Ebony G. Patterson will be at the Monique Meloche Gallery for a conversation with the artist on Saturday, January 15, 2011 as part of the gallery’s “on the wall” series. The gallery is located at 2154 W. Division in Chicago, Illinois. Her work will be on view until March 26. On Saturday, February 12, there will also be a public reception for the artist from 4:00-7:00pm.
Ebony G. Patterson, Jamaican-born (1981) artist based inJamaica and Lexington, Kentucky, will have a dynamic mixed-media installation that investigates Jamaican dance hall culture in the gallery’s window facing Division Street. Tumelo Mosaka included Patterson in his 2007 exhibition Infinite Island: Contemporary Caribbean Art at the Brooklyn Museum of Art where he was formerly Associate Curator of Exhibitions.
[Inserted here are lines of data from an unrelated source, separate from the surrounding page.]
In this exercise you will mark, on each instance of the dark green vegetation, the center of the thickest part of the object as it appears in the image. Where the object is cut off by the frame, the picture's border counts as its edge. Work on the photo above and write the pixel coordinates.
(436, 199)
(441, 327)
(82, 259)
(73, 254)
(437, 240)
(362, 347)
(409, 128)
Recently, Mosaka has become the Contemporary Art Curator at the Krannert Art Museum, Champaign, Illinois. Patterson’s installation Gully Godz in Conversation-Conversations Revised I, II and III will continue through March 26 as the gallery’s 4th on the wall project.
The on the wall series is a rotation of projects on the gallery’s 10 x 25 foot wall viewed from Division Street through floor to ceiling windows. Designed to engage the community and challenge the white cube notion of “viewing,” the series features site-specific projects in a wide range of media made by an equally diverse group of artists.
Since its inception in January 2010, the “on the wall” series is designed to educate a community that might not have an awareness of contemporary art. The gallery director says, “Not only are we reaching out to the Wicker Park/Bucktown community but also, since the gallery is located at a Division Street bus stop, we are reaching out to a more diverse audience. By engaging people on the street, we hope to bi-step the ill-fitting ‘exclusive’ and ‘intimidating’ art gallery reputation. [. . .] Whether it is a passenger waiting to take the Division Bus west, a nurse on break from Resurrection Medical Center, or a student on their way home from Roberto Clemente High School, we are hoping to spark a dialogue that begins with the window project but has the potential to continue on to greater cultural issues.”